Adapted from Chapter 36

Governing Risk, Not Managing It

The board's job is not to eliminate risk. It is to ensure the company is taking the risks it has chosen to take.

By Peter Burchardt · 8 min read

Every company is, at its substance, a portfolio of risks. The company exists because someone has decided that the expected return on those risks is worth the capital and effort required to bear them. The chief executive's job is to manage the risks; the board's job is to govern them.

Two questions that anchor the work

Are we taking the risks we have chosen to take? and Can we absorb them if they materialise?

These two questions, asked persistently, anchor the board's risk work. The framing distinguishes serious risk governance from the bureaucratic version. The bureaucratic version produces risk registers, heat maps, control matrices, and quarterly updates that the board ratifies. The serious version produces a real understanding of the risks the company is taking.

The architecture

A board's risk-governance architecture has four layers:

The risk-management framework. The institutional documentation that describes how risk is identified, categorised, assessed, monitored, and reported. Reviewed by the board annually, updated as the company's risk profile evolves.
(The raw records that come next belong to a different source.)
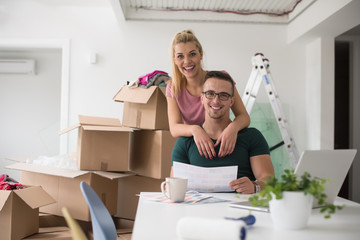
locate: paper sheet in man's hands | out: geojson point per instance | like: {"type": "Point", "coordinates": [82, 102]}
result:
{"type": "Point", "coordinates": [206, 179]}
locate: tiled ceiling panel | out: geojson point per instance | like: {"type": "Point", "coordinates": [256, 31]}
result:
{"type": "Point", "coordinates": [259, 11]}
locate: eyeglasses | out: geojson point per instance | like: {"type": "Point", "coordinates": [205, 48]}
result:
{"type": "Point", "coordinates": [223, 96]}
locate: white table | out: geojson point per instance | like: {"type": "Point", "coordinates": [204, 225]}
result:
{"type": "Point", "coordinates": [158, 220]}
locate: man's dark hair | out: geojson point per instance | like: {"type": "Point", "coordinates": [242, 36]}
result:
{"type": "Point", "coordinates": [222, 76]}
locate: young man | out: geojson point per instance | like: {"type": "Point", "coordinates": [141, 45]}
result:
{"type": "Point", "coordinates": [251, 153]}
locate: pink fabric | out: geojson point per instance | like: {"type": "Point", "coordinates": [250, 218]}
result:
{"type": "Point", "coordinates": [144, 79]}
{"type": "Point", "coordinates": [7, 183]}
{"type": "Point", "coordinates": [191, 108]}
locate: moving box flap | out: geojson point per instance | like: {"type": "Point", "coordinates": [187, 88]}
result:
{"type": "Point", "coordinates": [4, 196]}
{"type": "Point", "coordinates": [61, 172]}
{"type": "Point", "coordinates": [93, 121]}
{"type": "Point", "coordinates": [99, 121]}
{"type": "Point", "coordinates": [35, 196]}
{"type": "Point", "coordinates": [113, 175]}
{"type": "Point", "coordinates": [135, 95]}
{"type": "Point", "coordinates": [108, 128]}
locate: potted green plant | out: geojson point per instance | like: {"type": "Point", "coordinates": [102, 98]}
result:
{"type": "Point", "coordinates": [290, 199]}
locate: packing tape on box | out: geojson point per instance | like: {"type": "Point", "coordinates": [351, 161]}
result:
{"type": "Point", "coordinates": [191, 228]}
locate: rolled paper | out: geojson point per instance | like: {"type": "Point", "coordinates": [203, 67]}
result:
{"type": "Point", "coordinates": [191, 228]}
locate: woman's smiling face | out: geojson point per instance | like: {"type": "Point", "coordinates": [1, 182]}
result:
{"type": "Point", "coordinates": [188, 59]}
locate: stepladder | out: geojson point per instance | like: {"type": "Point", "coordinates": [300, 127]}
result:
{"type": "Point", "coordinates": [261, 74]}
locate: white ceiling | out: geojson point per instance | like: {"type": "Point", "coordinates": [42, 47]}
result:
{"type": "Point", "coordinates": [255, 11]}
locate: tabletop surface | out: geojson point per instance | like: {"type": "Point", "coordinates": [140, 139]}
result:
{"type": "Point", "coordinates": [155, 220]}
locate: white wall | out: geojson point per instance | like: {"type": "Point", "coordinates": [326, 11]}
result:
{"type": "Point", "coordinates": [30, 108]}
{"type": "Point", "coordinates": [127, 50]}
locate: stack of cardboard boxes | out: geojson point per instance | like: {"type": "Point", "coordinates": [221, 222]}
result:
{"type": "Point", "coordinates": [117, 160]}
{"type": "Point", "coordinates": [152, 144]}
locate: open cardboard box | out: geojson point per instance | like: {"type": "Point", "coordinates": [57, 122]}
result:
{"type": "Point", "coordinates": [103, 144]}
{"type": "Point", "coordinates": [144, 108]}
{"type": "Point", "coordinates": [55, 233]}
{"type": "Point", "coordinates": [64, 186]}
{"type": "Point", "coordinates": [19, 211]}
{"type": "Point", "coordinates": [151, 153]}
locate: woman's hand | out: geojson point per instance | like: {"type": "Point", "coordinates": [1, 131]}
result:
{"type": "Point", "coordinates": [203, 142]}
{"type": "Point", "coordinates": [228, 140]}
{"type": "Point", "coordinates": [243, 185]}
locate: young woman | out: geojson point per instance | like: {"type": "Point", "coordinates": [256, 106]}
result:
{"type": "Point", "coordinates": [185, 111]}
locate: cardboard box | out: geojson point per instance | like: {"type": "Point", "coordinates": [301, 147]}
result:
{"type": "Point", "coordinates": [144, 108]}
{"type": "Point", "coordinates": [56, 233]}
{"type": "Point", "coordinates": [128, 191]}
{"type": "Point", "coordinates": [151, 153]}
{"type": "Point", "coordinates": [19, 211]}
{"type": "Point", "coordinates": [64, 186]}
{"type": "Point", "coordinates": [103, 144]}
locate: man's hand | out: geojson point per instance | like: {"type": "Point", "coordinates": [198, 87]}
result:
{"type": "Point", "coordinates": [203, 142]}
{"type": "Point", "coordinates": [242, 185]}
The risk taxonomy. The categories into which the company's risks are organised — strategic, operational, financial, compliance, reputational, technology, human, environmental. What gets categorised gets managed; what is not categorised tends to be missed.

The risk register. The list of principal risks, each characterised by likelihood, impact, mitigations in place, residual risk, and ownership. This is where the risk work often goes wrong: the register becomes a clerical artefact, updated mechanically, that does not drive real discussion.

The reporting and escalation. The cadence at which risks are reported, the criteria for escalating particular risks, the mechanisms by which emerging risks are surfaced.

The discussions that matter

A board doing risk governance well conducts four kinds of discussion:

  • The annual risk-appetite review what kind of company are we, expressed in risk terms?
  • The principal-risks review twice a year or more, engaging with how each risk has evolved
  • The emerging-risks discussion geopolitical developments, regulatory shifts, technology disruption, climate
  • The deep dives two or three times a year, going beyond the standard reporting on a particular risk
  • The architecture is the form. The substance is the discussion that the architecture supports. A board that has the architecture but not the discussion has compliance. A board that has both has governance.